Мгновением позже они исчезли, но впечатление населенности вакуума не ушло. А потом пропало тоже. Импасс ван Зант глядел в окуляры старомодных инструментов. У него хватало уважительных причин, чтобы не пытаться соотнести себя с тем, что он пронаблюдал. «Господи, – подумал он, – что это были за ребята?» Казалось, они в приступе полнейшего безумия решительно отвергли все, что Импасс мог бы назвать человечеством. Он почувствовал небывалое одиночество. Он все еще размышлял над увиденным, и тут пустота шепнула:
– Привет!
Она зависла рядом с ним – километровой длины, прекрасная и чистая, как чайка над ветреным пляжем. От взгляда на нее во рту рождался привкус соли, мороженого и йода. На миг удавалось полностью ощутить себя самим собой.
– Я могу стать всем, чем захочу, – молвила она, – но мне это без надобности. Я хочу стать чем-то одним.
Ван Зант не нашел ответа, и она продолжила:
– Что ты помнишь лучше всего?
– Я ничего не помню, – сказал он. – Я не был обычным ребенком.
Он порылся в груде пустых пивных банок, поломанных мячиков для настольного тенниса и ретропорнушечных журнальчиков 1970-х, потом нашел за пилотским креслом несколько каталогов недвижимости.
– Я ничего не помню, но я бы хотел жить где-нибудь здесь.
Он поднял брошюру и показал ей: диорама Сандры Шэн «Трейлеры Airstream на Солтон-Си, 2001».
– Или здесь, – показал он.
Люди, похожие на японцев, трахаются в прибое.
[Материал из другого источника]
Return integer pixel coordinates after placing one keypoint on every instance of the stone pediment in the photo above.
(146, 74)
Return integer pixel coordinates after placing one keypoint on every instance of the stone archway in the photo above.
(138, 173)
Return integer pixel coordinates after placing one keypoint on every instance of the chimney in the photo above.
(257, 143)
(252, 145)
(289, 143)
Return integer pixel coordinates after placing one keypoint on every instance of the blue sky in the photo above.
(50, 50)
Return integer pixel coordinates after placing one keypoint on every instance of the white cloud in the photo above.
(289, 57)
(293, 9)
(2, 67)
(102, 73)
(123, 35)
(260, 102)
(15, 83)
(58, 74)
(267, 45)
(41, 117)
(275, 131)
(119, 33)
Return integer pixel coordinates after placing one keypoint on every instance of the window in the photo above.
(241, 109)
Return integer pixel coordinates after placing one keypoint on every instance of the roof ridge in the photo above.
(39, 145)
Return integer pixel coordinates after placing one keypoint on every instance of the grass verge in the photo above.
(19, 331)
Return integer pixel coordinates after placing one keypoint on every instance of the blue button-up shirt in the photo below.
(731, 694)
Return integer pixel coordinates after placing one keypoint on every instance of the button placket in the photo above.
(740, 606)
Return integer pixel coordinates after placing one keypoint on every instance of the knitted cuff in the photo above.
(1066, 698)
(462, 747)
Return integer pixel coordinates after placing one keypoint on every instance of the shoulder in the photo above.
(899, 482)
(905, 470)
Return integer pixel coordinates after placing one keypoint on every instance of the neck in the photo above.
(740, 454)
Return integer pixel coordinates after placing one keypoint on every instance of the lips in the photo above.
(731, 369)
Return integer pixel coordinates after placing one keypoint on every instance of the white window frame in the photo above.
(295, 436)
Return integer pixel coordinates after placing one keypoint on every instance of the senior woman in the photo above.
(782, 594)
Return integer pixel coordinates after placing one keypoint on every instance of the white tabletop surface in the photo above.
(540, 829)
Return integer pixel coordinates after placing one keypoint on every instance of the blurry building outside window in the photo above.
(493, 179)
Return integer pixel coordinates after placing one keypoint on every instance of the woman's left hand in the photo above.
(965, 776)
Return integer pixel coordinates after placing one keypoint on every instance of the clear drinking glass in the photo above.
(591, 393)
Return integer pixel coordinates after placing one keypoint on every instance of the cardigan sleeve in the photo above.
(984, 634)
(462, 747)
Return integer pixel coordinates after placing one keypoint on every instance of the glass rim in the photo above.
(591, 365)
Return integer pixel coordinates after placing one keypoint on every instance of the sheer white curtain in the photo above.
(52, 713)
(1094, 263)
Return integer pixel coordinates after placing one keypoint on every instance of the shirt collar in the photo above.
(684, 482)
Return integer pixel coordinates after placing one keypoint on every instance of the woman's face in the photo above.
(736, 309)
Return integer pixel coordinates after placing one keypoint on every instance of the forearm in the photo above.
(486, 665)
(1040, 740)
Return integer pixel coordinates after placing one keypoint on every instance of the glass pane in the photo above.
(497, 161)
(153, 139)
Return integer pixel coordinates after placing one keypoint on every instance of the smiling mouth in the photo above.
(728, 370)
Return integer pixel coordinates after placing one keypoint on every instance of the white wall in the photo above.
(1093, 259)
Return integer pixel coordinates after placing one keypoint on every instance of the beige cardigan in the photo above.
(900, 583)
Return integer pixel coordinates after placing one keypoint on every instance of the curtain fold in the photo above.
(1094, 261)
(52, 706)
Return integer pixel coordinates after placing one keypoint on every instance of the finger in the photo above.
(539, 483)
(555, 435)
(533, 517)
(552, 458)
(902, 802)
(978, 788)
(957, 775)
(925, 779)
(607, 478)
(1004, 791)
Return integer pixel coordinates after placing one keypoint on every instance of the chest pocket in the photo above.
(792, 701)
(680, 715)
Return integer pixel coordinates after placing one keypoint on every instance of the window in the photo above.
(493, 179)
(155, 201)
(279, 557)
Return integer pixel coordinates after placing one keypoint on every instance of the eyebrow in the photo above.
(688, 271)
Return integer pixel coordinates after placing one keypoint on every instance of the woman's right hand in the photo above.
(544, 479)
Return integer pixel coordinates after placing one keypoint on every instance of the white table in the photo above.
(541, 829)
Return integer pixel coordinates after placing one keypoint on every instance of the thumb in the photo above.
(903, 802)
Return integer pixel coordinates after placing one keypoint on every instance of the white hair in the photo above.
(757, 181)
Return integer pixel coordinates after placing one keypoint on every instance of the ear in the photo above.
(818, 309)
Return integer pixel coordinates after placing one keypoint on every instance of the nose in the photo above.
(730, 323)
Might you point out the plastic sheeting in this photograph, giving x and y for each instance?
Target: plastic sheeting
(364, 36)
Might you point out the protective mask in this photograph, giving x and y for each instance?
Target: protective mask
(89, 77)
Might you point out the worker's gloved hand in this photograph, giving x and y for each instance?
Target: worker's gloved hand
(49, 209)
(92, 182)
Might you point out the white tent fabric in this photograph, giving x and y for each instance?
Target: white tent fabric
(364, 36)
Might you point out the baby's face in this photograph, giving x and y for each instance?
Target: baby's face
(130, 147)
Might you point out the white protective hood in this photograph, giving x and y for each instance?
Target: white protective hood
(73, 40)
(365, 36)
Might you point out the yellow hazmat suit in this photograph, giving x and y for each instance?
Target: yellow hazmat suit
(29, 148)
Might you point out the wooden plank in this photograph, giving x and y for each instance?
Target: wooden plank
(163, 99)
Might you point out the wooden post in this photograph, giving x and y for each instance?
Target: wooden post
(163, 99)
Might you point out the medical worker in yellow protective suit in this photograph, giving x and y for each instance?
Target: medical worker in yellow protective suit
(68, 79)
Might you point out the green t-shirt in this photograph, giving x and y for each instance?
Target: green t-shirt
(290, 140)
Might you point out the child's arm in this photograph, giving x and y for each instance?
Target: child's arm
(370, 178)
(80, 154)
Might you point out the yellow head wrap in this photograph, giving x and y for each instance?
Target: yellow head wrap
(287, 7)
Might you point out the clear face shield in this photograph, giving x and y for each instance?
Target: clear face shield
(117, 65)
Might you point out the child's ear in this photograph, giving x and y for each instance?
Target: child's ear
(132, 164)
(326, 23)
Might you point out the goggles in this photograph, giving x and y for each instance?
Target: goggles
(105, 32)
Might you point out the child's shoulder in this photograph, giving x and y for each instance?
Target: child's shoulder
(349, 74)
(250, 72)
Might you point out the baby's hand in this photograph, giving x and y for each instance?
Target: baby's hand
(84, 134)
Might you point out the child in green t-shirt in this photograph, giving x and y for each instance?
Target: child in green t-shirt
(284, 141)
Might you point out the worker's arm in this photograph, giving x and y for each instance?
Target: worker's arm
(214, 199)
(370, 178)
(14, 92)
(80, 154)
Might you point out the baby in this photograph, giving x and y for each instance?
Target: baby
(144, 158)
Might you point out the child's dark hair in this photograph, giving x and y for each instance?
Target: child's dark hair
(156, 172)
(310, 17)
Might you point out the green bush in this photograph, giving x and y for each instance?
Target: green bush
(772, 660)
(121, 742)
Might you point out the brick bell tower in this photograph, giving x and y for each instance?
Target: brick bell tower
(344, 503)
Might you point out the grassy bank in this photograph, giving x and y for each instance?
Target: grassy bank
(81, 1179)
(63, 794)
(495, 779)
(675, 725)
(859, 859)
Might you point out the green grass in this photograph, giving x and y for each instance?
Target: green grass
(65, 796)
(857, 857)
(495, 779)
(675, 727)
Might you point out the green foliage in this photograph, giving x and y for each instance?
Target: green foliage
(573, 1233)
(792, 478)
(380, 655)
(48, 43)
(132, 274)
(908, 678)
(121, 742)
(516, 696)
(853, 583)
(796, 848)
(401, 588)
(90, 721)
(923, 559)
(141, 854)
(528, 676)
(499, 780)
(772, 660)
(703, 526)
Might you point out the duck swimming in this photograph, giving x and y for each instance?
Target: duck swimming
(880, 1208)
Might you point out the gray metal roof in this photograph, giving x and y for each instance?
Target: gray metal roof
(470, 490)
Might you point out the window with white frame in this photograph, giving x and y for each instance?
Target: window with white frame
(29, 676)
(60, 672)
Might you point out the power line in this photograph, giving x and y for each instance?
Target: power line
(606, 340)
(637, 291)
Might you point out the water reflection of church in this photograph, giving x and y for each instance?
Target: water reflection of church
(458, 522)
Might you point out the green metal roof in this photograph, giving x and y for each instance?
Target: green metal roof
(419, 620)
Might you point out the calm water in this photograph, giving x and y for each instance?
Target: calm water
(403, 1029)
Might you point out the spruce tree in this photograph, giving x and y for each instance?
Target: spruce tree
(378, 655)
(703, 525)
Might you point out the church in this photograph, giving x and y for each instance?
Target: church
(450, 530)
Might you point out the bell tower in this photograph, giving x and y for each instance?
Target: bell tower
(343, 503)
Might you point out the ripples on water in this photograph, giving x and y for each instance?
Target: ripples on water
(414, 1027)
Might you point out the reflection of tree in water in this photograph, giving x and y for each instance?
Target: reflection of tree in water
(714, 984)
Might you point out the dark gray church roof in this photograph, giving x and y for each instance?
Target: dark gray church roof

На девушке подвенечная фата. Вдали горы.
– Или где-нибудь здесь.
Деревянный домик на пирсе у озера, три коричневых пеликана ныряют за рыбой. И потом его любимое: мороженая лавка в Розуэлле, Нью-Мексико, Старая Земля. Пастельные неоновые огни, мятные и зеленые, среди чуть травленных алюминиевых колонн, отбрасывают на парковку нездешний отсвет.
– Настоящая Маккой, – пояснил Импасс.
– Ничего такого не помню, – сказала она. И почти тут же: – А кем бы ты стал, будь у тебя такая возможность? Один раз?
– Один раз?
– Да.
– Я бы куда-нибудь отсюда свалил.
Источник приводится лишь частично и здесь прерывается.